The goal of the day was simple: Connect decision makers with scientists and get them talking about ways that research can inform policy and that policy can inform future research.
The conference convened by Portland State University and funded by the Oregon Sea Grant, was part of the Information Needs Assessment for Coastal and Marine Management and Policy in the Pacific Northwest Project.
Prior to the gathering, Kaity Goldsmith, PSU Masters of Environmental Management candidate and Oregon Sea Grant Scholar, spent weeks interviewing scientists and decision makers, working to identify key needs and disconnects.
What she found was that those making policy-related decisions wanted scientific research to inform the calls they were making and that scientists were eager to see their work used for the public good. What was keeping the two groups apart was often a language barrier.
“Nothing can replace the kind of interaction you get when you put people in a room together,” Goldsmith said. “This workshop was really the means to begin bridging the language gap between science and decision making.”

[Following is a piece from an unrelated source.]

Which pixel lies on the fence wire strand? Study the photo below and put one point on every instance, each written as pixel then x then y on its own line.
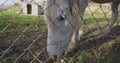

One of the challenges that came up was how both groups defined ecosystem services—the benefits that nature provides to society. Raising the profile of ecosystem services and what they mean to urban and rural areas is a key focus of research at Portland State.
“We’re committed to educating next-generation environmental leaders to be fluent in the language of ecosystem services,” said Elise Granek, professor of Environmental Science and Management.
Goldsmith is one of those future leaders. In interviewing conference participants in advance of the workshop, she quickly realized that even though the two groups were using different words to describe ecosystem services along the Oregon Coast, they were essentially talking about the same benefits.
One of the ways the workshop sought to bridge the gap was by providing a forum for three-minute mini-presentations by participants and a one-hour “speed dating” session that required interaction between policy and research sectors.
“The conversations were very vibrant,” said Sarah Kolesar, research program leader for Oregon Sea Grant. “One of the highlights was the diverse audience that Kaity was able to bring around the table.”
Kolesar said that the Oregon Sea Grant program is interested in providing opportunities for these two groups to keep talking, through future events such as an upcoming public coastal conference in Florence, Ore. She also hopes to see similar efforts replicated in Washington and California.